The Famous Authors website writes, "His incorporation of metaphysical approach attributed a rich quality to his writing style. ... According to him, sometimes the fictional truth is more realistic than [the] factual one. It is because of the fact that fictional truth appeals to the emotion and feelings which makes the literature more meaningful."[3]

As a Study Guide notes, the story is told in the third person from Paul Berlin's point of view. Paul Berlin's narrative jumps from his current situation to a (possibly) imaginary observation post where he is on guard duty, to another imaginary trip from Vietnam to Paris, chasing a deserter named Cacciato.[4] Berlin's last name suggests the divisions in his thinking, moods, and desires; Berlin, Germany was divided by the victorious powers following World War II, and remained so at the time of the novel's writing.

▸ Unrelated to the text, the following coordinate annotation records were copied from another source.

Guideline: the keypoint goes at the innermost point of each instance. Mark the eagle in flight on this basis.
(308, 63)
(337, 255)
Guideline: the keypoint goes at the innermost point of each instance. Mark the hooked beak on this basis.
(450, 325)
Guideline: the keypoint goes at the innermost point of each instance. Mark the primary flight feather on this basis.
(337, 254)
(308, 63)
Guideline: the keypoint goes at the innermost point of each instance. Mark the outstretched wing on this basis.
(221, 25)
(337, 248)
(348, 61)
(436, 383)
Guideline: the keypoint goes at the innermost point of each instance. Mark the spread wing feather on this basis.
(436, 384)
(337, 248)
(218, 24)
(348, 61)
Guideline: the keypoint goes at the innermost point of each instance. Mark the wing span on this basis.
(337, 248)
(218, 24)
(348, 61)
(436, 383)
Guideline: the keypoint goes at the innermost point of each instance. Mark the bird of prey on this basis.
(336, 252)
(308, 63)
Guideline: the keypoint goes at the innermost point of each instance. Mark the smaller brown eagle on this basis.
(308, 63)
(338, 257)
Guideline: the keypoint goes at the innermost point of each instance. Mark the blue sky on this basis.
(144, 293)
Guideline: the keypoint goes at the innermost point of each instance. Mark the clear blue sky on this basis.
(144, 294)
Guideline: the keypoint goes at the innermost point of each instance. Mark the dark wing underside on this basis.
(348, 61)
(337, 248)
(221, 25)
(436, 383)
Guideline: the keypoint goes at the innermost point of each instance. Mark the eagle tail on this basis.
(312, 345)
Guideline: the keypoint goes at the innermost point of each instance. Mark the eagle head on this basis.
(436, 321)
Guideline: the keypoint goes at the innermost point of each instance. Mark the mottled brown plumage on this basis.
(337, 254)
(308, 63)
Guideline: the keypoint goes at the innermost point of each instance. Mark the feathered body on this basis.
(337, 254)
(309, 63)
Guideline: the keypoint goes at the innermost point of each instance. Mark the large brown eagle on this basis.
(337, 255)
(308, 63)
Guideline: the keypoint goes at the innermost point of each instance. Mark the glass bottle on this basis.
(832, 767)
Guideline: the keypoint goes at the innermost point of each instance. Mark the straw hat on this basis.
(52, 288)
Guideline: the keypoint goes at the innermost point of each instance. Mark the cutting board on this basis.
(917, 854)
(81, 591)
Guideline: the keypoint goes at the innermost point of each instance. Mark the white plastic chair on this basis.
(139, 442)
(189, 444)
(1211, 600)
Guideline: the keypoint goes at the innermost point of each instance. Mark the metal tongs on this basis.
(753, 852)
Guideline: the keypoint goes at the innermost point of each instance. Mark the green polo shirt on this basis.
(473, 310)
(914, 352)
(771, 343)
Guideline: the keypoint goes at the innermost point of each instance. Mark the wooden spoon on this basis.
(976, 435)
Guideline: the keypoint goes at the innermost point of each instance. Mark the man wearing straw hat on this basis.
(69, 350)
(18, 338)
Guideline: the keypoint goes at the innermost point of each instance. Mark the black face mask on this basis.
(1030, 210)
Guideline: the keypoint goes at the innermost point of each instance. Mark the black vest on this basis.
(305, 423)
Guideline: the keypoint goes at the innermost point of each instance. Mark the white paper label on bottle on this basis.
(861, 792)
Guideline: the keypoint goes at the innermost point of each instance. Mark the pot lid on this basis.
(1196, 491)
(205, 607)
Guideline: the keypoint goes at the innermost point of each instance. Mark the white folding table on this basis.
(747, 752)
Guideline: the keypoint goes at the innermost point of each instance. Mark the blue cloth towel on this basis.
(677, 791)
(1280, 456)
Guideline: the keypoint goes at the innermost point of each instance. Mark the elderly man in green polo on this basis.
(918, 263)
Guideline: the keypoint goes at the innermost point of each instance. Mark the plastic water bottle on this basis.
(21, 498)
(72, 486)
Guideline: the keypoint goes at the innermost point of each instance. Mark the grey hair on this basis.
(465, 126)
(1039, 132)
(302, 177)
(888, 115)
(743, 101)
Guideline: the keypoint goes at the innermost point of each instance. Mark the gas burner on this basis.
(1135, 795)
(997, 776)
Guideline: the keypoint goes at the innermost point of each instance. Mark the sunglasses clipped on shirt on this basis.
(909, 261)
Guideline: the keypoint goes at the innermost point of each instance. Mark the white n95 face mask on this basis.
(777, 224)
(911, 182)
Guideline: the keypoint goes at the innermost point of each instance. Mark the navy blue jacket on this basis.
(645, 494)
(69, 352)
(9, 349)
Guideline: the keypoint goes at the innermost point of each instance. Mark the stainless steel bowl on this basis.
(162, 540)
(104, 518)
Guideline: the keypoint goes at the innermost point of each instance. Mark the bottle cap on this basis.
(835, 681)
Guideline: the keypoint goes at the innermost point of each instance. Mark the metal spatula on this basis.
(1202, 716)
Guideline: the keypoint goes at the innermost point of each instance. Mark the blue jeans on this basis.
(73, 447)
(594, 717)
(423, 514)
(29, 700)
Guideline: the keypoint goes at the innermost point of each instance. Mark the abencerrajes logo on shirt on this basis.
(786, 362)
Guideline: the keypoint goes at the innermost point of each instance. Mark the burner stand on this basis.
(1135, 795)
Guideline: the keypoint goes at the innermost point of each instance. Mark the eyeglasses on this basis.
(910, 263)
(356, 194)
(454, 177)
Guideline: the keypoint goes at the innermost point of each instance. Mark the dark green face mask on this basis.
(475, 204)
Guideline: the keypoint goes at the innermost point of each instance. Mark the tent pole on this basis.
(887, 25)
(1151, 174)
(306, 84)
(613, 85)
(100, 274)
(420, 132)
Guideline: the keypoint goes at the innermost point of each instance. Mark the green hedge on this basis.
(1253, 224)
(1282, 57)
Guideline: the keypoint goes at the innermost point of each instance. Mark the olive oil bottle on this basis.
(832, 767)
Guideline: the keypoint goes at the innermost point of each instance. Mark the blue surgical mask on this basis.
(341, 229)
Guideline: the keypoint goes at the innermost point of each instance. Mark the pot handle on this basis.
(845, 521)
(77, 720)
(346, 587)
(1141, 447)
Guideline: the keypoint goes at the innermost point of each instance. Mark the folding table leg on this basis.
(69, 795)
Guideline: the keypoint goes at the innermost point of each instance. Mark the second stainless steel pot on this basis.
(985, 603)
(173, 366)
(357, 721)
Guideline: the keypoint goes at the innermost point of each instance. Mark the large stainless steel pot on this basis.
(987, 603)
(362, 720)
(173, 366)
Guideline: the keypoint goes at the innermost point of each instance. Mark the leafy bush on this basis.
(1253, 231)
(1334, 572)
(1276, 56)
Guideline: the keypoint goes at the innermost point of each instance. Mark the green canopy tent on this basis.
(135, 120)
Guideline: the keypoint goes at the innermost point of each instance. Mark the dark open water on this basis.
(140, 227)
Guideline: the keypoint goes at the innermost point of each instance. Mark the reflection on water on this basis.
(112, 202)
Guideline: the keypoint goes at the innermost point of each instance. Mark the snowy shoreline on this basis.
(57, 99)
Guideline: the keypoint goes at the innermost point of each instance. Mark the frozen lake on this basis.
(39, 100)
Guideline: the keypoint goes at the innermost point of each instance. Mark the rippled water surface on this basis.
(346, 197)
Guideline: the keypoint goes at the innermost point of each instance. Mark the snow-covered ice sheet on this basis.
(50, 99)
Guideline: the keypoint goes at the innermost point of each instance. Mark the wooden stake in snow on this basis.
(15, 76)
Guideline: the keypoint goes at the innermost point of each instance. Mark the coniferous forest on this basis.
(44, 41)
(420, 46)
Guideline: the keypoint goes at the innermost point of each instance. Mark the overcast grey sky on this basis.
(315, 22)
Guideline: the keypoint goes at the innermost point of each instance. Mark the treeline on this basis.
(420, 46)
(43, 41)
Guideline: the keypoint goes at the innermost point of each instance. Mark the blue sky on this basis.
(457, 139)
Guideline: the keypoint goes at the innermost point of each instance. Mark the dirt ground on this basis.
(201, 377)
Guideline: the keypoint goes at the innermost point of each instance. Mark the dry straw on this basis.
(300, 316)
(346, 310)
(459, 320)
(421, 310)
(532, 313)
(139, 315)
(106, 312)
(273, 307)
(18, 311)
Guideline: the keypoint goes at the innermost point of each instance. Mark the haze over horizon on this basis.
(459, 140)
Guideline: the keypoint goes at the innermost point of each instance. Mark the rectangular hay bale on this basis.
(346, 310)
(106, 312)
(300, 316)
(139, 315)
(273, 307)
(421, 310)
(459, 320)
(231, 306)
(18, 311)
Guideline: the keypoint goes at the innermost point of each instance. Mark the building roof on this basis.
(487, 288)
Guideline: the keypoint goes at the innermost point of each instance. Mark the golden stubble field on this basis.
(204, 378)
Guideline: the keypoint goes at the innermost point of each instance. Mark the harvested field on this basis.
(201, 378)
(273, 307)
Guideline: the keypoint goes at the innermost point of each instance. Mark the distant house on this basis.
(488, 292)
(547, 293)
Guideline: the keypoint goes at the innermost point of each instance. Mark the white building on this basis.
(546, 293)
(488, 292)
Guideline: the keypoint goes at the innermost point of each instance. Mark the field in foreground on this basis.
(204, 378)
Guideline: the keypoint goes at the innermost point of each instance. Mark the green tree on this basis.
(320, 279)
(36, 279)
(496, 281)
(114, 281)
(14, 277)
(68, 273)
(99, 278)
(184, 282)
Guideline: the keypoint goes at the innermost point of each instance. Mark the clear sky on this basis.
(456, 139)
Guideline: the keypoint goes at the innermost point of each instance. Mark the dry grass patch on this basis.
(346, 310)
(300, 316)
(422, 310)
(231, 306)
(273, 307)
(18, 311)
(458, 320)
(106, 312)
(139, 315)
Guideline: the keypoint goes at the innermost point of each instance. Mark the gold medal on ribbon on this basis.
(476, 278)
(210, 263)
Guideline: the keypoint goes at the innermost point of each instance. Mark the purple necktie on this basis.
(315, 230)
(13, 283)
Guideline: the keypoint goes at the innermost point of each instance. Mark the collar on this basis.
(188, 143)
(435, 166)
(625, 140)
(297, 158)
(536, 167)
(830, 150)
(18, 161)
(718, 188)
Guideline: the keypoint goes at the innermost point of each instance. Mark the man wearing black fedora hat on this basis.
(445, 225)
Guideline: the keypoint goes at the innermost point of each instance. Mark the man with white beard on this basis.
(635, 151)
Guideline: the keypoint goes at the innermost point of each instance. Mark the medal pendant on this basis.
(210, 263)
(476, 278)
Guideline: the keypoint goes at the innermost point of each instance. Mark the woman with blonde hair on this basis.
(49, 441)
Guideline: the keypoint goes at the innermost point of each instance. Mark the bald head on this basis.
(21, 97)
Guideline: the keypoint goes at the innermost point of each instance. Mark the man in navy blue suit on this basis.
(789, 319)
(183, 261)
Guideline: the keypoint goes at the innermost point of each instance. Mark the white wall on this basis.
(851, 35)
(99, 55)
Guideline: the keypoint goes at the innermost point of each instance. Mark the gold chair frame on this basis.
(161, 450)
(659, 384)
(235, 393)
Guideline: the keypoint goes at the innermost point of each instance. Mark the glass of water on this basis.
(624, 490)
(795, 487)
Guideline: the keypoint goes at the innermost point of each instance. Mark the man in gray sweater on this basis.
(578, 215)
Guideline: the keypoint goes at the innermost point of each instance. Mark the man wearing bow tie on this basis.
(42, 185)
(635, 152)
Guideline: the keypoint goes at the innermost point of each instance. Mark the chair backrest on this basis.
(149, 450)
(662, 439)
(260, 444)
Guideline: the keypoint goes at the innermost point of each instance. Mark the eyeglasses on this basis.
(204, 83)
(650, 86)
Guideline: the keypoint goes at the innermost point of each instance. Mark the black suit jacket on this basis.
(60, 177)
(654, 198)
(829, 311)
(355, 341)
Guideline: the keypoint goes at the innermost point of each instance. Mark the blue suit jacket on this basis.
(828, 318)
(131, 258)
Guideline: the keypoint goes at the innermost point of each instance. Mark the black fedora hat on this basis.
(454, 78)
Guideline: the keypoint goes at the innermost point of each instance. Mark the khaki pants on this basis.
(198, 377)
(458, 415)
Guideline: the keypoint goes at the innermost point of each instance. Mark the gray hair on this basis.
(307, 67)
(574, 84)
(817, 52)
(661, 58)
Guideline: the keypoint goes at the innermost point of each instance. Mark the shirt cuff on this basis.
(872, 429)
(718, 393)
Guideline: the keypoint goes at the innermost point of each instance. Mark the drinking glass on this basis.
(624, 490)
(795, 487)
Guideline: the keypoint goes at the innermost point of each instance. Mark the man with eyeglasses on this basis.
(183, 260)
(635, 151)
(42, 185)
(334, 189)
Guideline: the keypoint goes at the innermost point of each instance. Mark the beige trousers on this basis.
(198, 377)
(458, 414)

Readers have found many passages puzzling; the LitCharts editors explain, "There are scenes in the novel that seem extremely realistic, scenes that require the suspension of disbelief, and some scenes that are nothing short of impossible — indeed, the plot of the book itself (a group of US soldiers travels all the way from Vietnam to Paris in search of a soldier from their platoon who has wandered off) sounds like a fairy tale. ... The issue, then, is understanding O'Brien's blend of the believable and the unbelievable, and incorporating it into our comprehension of the book... One of the most common phrases critics used to describe Going After Cacciato, at least at the time, was 'magical realism.'"[5]

An example occurs in Chapter 36 (entitled, fittingly, "Flights of Imagination")

A miracle, Paul Berlin kept thinking. It was all he wanted -- a genuine miracle to confound natural law, a baffling reversal of the inevitable consequences. ... A miracle, he thought, and closed his eyes and made it happen. And then a getaway car -- why not? It was a night of miracles, and he was a miracle man. So why not? Yes, a car. Cacciato pointed at it, shouted something, then disappeared.[6]

The reality of Cacciato himself has been put in doubt by some critics. Interior evidence suggests that Paul Berlin might be conflating Cacciato with himself. Paul thinks that

There was something curiously unfinished about Cacciato. Open-faced and naive and plump, Cacciato lacked the fine detail, the refinements and final touches, that maturity ordinarily marks on a boy of seventeen years. The result was blurred and uncolored and bland. You could look at him then look away and not remember what you'd seen.[7]

He also sees Cacciato's face in the moon floating above the squad[8] and as "fuzzy, bobbing in and out of mist" (p. 10) -- pretty much in any environment in which Paul Berlin finds himself.

Paul Berlin occasionally finds himself explaining or translating for Cacciato. When the men first leave their post and first spot Cacciato in the mountains, they see through binoculars that he opens his mouth to speak; then thunder roars. The other soldiers speculate that Cacciato is trying to emulate a chicken, trying to squawk and fly. It is Paul who tells the lieutenant that what Cacciato said was "Good-bye." (p. 11)

Florman and Kestler argue that "At many points, it's suggested that the story of Berlin's journey from Vietnam to Paris — in other words, the plot of the novel we're reading — is a story Berlin is telling himself as a way of coping with his fear and anxiety. It's as if the more fantastic parts of the book are playing out in one man's head — not because he believes they could really happen, but because he needs to believe in something."[5]